In light of our decision that there is insufficient evidence to show compelled self-publication, we need not address Holes' alternative arguments for JNOV or a new trial based on erroneous jury instructions and absolute privilege.
2. Interest, Costs and Disbursements, and Attorney Fees
Trana seeks prejudgment interest, costs and disbursements, and attorney fees on his claim for unpaid commissions and penalties. The standard of review for costs and attorney fees is whether the district court abused its discretion. Radloff v. First American Nat'l Bank, 470 N.W.2d 154, 156 (Minn. App. 1991), review denied (Minn. July 24, 1991).
Prejudgment interest is available "when a judgment or award is for the recovery of money." Minn. Stat. § 549.09, subd. 1 (1996). Here the parties settled the issue of commissions and penalties. It is clear under our case law that prejudgment interest is inappropriate when an issue was settled prior to trial. Warrick v. Graffiti, Inc., 550 N.W.2d 303, 309-10 (Minn. App. 1996), review denied (Minn. Sept. 20, 1996); Great West Cas. Co. v. Barnick, 542 N.W.2d 400, 401-02 (Minn. App. 1996). Here the district court entered a stipulated judgment on the issue of commissions and penalties. Trana is not entitled to prejudgment interest, however, because the amount of the judgment was settled.

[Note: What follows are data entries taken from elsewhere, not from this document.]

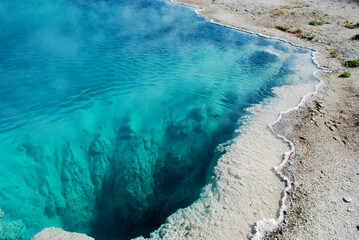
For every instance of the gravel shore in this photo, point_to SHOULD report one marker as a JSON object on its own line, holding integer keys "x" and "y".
{"x": 324, "y": 169}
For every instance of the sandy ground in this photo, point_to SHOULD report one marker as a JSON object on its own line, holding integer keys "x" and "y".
{"x": 324, "y": 169}
{"x": 323, "y": 201}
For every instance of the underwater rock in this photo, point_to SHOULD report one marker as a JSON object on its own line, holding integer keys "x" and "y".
{"x": 58, "y": 233}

Similarly, costs and disbursements are not available to Trana. A party is entitled to costs if that party "prevails" in district court after a case is removed from conciliation court. Minn. R. Gen. Pract. 524(b). Neither Trana nor Holes has "prevailed" at district court on the issue of commissions, because the issue was settled before trial.
Finally, Minnesota law allows for attorney fees in cases involving unpaid commissions after the case has been "adjudicated." Minn. Stat. § 181.145, subd. 4(b) (1996). There was no "adjudication" of the commissions issue, and therefore, attorney fees are not available to Trana. The district court did not abuse its discretion in denying Trana's motions for interest, costs, and attorney fees.
Affirmed in part and reversed in part.